I've been playing Civ since before Civ had a number and Civ V is the only time I've actually gone back to the previous version because it was better. Civ sequels have always been evolutionary. A refining of the original idea. Civ V was a dogs breakfast of dumbed down non-civ games with a Civ coat of paint thrown over the top and used the name to try to make it sell.
Beyond this, the beyond awful AI. I mean what world leader says "Look at the wide open land, ready for an empire to expand. I will build two cities and no more" because that's exactly what happens in Civ V.
EA screwed Civ like they screwed SimCity.
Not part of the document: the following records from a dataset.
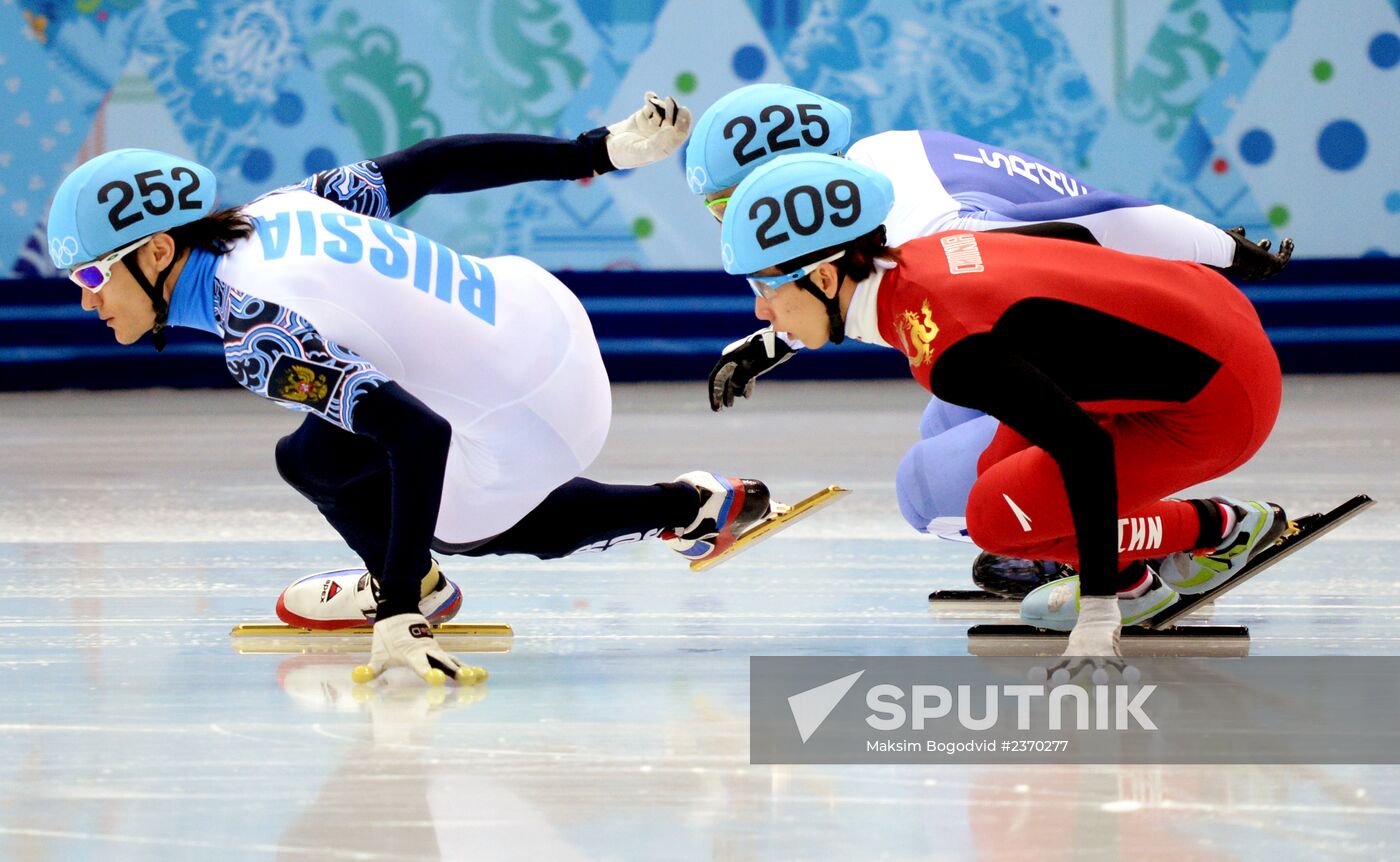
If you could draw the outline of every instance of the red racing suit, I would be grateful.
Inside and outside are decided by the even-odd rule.
[[[938,397],[1002,423],[979,460],[967,532],[1063,560],[1084,595],[1128,561],[1200,544],[1162,498],[1245,463],[1268,437],[1278,358],[1249,299],[1197,263],[953,231],[899,248],[881,337]]]

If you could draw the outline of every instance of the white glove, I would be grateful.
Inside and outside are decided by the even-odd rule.
[[[1117,596],[1079,596],[1079,619],[1070,633],[1064,655],[1123,655],[1119,635],[1123,612]]]
[[[428,683],[434,681],[430,676],[433,670],[441,670],[461,683],[475,681],[473,669],[463,667],[462,662],[438,646],[433,627],[419,613],[400,613],[374,624],[370,663],[356,667],[354,680],[367,683],[395,665],[413,670]]]
[[[647,91],[641,111],[608,126],[608,161],[615,168],[650,165],[679,150],[689,134],[690,109]]]

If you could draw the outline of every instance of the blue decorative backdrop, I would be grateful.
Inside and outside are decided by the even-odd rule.
[[[0,276],[50,274],[49,199],[148,146],[227,203],[452,132],[573,136],[750,81],[942,127],[1302,256],[1400,256],[1400,0],[0,0]],[[556,270],[715,269],[679,158],[435,199],[407,221]]]

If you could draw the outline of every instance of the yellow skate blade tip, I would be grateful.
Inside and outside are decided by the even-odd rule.
[[[374,627],[356,626],[353,628],[335,628],[332,631],[301,628],[284,623],[239,623],[228,633],[235,638],[349,638],[371,637]],[[511,638],[515,631],[505,623],[442,623],[433,627],[435,637],[477,637],[477,638]]]

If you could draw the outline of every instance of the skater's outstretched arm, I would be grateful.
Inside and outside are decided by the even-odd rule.
[[[575,139],[539,134],[451,134],[378,158],[332,168],[280,192],[304,189],[375,218],[428,195],[479,192],[542,179],[582,179],[666,158],[690,133],[690,111],[645,95],[631,116]]]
All we need now is for someone else to release Call to Power 3 that is basically Civ IV with an updated graphics engine.
Calling someone a "hater" only means you can not rationally rebut their argument.
Glad to see this isn't just me. From where I sit Civ 5 seems to have adopted the whole cheap gimmicky mechanics philosophy that so pervades game development these days.
Steam's DRM is optional to the publisher. Several older and indie games don't use it and work just fine without being online. In fact for several games you have to copy the install files out of steams directory to install mods, and the publisher will tell you this.
Hi! I make Firefox Plug-ins. Check 'em out @ https://addons.mozilla.org/en-US/firefox/addon/youtube-mp3-podcaster/
Take something gamers love, shoehorn a lot of unwanted bullshit into it, and then charge them fees to use the bullshit they never wanted.
A game like this doesn't need to be tied to a Steam account, though.
Although you're right that i f the account was hacked, this was a good idea, the problem is that you need the damn account at all.
If my Amazon account is hacked, my games don't stop working. If my Steam account is hacked, my games on it, ALL OF THEM, do.
GoG doesn't need it to provide the same selling and warehousing services for downloaded games. Steam does. Which is why it's a bad system.
clearly you havent seen the 1600MW 3200 cost dams yet. and yes, you can get those on the standard maps.
also fusion reactor
That's got to be the longest time it's ever taken for EA to demolish a beloved studio!